Aren't all of those fish coming from peat filtered, blackwater streams?

I can't help but think they'd be similar to breeding Harlequin Rasboras, although these little Rasboras probably have more in common with those little micro Danions like Paedocypris Progenetica,









Soft water + tannics + low light levels + plants to spawn under/against.

And also Seriously Fish also has a page about keeping and breeding them..Boraras merah (Rasbora merah) ? Seriously Fish


----------



## Betta132 (Nov 29, 2012)

Put a couple tubs of water outside, get yourself some mosquito larvae. Great live food for conditioning breeders.


----------



## Jirajustin (Oct 14, 2015)

WaterLife said:


> Very cool!
> 
> I love Brigittae! I'm in Australia though, so they're really difficult to get as they are no longer on the legal live import list, and Bio-security in this country is very strong.
> 
> ...


----------



## Jirajustin (Oct 14, 2015)

Update: 

Here's the new 10 gallon. Aquasoil in the bottom. Built in over flow filter... So I'm going to have to make sure the grate holes are covered up properly... hmmm.... 

The second image is just to give you an idea of what I currently have on me. 

Please feel free to make suggestions about what you think will work well in it, and what won't. 

So far we have: 

x2 small pieces of very well aged bog wood. 
(Its starting to decompose actually, because its been left in my backyard out in the weather for so long! Hoping it will release some good tanins etc.) 

Blyxa Japonica. (A bushy plant visible to the right hand bottom corner of my tank where I have witnessed B. Uropthalmoides spawning.) 

Cryptocoryne. - (No experience with this plant, can anybody recommend varities and growing conditions? Is Aquasoil and minimal fertilisation enough to keep these pants healthy?) 

A bed of leaves from different varieties of tropical species. (I will be sourcing these leaves from the Royal Botanic Gardens Melbourne) So if anyone knows any particular varieties of leaves or trees that would be beneficial give me a shout and I can probably track it down.) 

What next? 

Am I missing something? Should I add floating plants? Do tell


----------



## GrampsGrunge (Jun 18, 2012)

Jirajustin said:


> Bump:
> 
> Awesome pic you've got there! Padeocypris look very similar to Brigittae!
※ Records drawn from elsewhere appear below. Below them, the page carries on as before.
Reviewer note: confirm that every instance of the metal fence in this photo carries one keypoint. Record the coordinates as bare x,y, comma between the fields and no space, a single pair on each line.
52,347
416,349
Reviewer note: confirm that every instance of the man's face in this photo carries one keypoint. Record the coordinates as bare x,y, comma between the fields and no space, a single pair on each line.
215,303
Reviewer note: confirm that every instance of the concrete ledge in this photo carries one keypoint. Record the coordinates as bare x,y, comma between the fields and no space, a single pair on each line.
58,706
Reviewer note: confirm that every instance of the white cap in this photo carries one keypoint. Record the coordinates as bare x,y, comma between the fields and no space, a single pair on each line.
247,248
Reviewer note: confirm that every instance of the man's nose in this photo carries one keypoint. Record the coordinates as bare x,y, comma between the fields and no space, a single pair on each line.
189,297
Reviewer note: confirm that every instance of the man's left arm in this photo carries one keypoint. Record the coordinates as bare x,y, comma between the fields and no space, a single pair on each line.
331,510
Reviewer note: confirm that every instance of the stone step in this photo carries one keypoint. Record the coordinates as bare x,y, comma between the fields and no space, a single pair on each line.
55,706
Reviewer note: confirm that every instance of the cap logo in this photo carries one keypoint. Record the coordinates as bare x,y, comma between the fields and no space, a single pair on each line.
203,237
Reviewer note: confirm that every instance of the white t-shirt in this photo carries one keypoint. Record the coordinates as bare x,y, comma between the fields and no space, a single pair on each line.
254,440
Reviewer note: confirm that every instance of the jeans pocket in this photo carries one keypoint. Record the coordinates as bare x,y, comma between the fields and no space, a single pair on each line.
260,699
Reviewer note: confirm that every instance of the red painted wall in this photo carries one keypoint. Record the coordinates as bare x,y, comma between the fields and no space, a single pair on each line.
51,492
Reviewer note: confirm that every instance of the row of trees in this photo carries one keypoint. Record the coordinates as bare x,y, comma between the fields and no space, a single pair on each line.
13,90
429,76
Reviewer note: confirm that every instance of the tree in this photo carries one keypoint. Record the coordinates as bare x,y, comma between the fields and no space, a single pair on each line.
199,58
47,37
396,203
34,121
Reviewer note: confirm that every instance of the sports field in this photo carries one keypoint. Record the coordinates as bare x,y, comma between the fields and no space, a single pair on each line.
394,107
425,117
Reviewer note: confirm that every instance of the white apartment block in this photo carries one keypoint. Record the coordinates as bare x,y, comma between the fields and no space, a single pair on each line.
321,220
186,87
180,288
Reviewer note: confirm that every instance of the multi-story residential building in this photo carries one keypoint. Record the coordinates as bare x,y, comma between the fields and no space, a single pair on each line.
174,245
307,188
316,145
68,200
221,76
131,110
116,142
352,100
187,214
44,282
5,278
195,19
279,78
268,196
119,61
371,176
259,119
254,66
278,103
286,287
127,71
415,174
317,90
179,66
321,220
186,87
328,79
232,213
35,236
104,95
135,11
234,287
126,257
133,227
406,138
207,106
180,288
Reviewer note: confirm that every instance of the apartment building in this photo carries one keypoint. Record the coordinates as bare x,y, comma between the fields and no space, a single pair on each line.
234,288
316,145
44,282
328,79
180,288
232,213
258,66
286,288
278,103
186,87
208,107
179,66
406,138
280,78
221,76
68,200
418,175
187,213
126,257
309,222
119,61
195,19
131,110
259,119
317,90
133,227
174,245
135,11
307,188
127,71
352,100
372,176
I've never heard of them before!
> 
> ...


I should have mentioned that Padeocypris are the genus with two species of fish, both considered to be the world's smallest freshwater fish.

Padeocypris I think are supposedly more clear colored and rarely get larger than 0.3" SL. not sure if that's the other species in that image I have 1-1/2 month old White Cloud young that are bigger. 

I was using them as an example of what seems to be the breeding strategy of all these little Rasboras, (White Clouds also do this..) is that they are continuous spawners, their eggs are pretty large to their body size and the females lay them in small amounts often, instead of the usual, (like Tetras and Barbs) of a hundred or so all at once.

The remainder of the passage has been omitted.